In Egypt, the January 2011 popular revolt that overthrew former president Hosni Mubarak brought short-lived hope to LGBT activists. Mubarak’s government had overseen a massive crackdown on gay men in the early 2000s, intended in part, according to one Egyptian activist, “to present an image as the guardian of public virtue, to deflate an Islamist opposition movement that appear[ed] to be gaining support every day.” But the increasingly authoritarian turn of Egypt’s governments after Mubarak’s ouster, especially under President Abdel Fattah al-Sisi, dashed hopes for radical reforms. Even worse, gains of the 2011 uprising, including enhanced freedom of speech and assembly, were erased when the military orchestrated the forcible removal of elected president Mohamed Morsy in July 2013. Since al-Sisi, then defense minister, became president in 2014, the government has adopted Mubarak’s strategy of scapegoating LGBT people, apparently as a method of proving his religiously conservative credentials and staving off Islamist challenges.

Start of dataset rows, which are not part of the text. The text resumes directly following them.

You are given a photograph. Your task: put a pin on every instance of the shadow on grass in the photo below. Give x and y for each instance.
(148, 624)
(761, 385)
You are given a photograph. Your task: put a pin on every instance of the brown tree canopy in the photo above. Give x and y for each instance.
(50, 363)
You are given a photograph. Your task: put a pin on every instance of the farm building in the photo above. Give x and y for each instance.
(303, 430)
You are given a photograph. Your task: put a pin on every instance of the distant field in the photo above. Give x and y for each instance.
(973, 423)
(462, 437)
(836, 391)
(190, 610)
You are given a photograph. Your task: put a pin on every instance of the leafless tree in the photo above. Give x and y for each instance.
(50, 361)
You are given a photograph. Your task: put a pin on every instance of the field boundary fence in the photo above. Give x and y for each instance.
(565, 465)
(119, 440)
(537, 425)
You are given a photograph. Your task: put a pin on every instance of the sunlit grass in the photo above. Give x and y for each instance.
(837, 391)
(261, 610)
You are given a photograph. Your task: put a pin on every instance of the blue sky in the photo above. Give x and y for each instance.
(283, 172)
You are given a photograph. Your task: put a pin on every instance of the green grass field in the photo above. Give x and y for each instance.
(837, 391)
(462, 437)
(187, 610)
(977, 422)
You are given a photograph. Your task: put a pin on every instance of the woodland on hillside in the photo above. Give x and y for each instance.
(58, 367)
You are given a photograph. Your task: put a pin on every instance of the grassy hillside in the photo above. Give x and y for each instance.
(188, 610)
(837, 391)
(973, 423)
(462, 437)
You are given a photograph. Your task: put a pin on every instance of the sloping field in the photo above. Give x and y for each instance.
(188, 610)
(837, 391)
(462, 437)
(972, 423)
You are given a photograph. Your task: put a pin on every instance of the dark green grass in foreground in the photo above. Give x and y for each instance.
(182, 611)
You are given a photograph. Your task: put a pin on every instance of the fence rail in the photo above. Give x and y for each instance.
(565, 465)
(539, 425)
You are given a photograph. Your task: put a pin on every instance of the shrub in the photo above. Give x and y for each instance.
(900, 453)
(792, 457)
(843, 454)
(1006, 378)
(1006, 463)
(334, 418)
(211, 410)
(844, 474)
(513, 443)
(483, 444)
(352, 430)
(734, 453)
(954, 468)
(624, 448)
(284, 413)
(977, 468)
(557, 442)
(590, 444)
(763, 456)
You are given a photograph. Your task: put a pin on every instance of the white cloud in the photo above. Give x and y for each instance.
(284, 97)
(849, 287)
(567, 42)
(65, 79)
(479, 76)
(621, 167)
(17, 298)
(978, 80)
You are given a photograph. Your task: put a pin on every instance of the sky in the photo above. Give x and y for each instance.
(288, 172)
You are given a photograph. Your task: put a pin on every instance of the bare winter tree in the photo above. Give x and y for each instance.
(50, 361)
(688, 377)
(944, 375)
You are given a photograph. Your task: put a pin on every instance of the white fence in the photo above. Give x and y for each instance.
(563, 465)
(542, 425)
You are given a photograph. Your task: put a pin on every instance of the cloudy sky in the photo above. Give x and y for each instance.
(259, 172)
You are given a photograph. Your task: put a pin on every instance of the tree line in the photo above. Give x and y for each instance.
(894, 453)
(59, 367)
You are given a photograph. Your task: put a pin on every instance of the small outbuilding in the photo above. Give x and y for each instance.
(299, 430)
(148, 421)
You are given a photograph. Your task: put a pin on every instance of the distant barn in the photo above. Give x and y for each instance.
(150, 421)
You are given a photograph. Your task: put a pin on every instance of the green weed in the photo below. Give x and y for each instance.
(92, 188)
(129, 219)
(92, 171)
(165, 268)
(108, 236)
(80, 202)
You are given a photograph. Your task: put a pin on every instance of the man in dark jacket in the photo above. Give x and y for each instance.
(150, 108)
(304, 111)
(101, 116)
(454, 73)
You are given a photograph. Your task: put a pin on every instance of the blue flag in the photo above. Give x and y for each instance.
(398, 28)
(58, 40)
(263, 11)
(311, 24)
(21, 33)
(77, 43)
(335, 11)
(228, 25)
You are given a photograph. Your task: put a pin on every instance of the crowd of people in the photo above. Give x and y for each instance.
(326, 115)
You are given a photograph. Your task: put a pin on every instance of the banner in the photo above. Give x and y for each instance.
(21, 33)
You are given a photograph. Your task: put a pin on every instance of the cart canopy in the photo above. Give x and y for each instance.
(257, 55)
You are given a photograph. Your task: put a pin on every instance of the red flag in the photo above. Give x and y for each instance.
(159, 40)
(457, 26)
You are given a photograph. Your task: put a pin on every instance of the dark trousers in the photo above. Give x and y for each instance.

One positive outcome of the Arab uprisings has been that across the region, they galvanized countless LGBT individuals to take part in activism for the first time and left them with new tools for mobilization and alliance-building. Dalia Abdel Hameed of the Egyptian Initiative for Personal Rights (EIPR) explained that since the revolution, activists in Egypt working with LGBT groups and with what she described as leftist or revolutionary political organizations speak more freely about gender and sexuality, and articulate them within a human rights framework:
The revolution created a different imaginary and ways of advocating rights and articulating causes that was never conceivable before 2011. Specifically on gender and sexuality, there is a paradigm shift, a change in the way young people think about gender and sexuality, related to the sexual violence in Tahrir and the activism around it.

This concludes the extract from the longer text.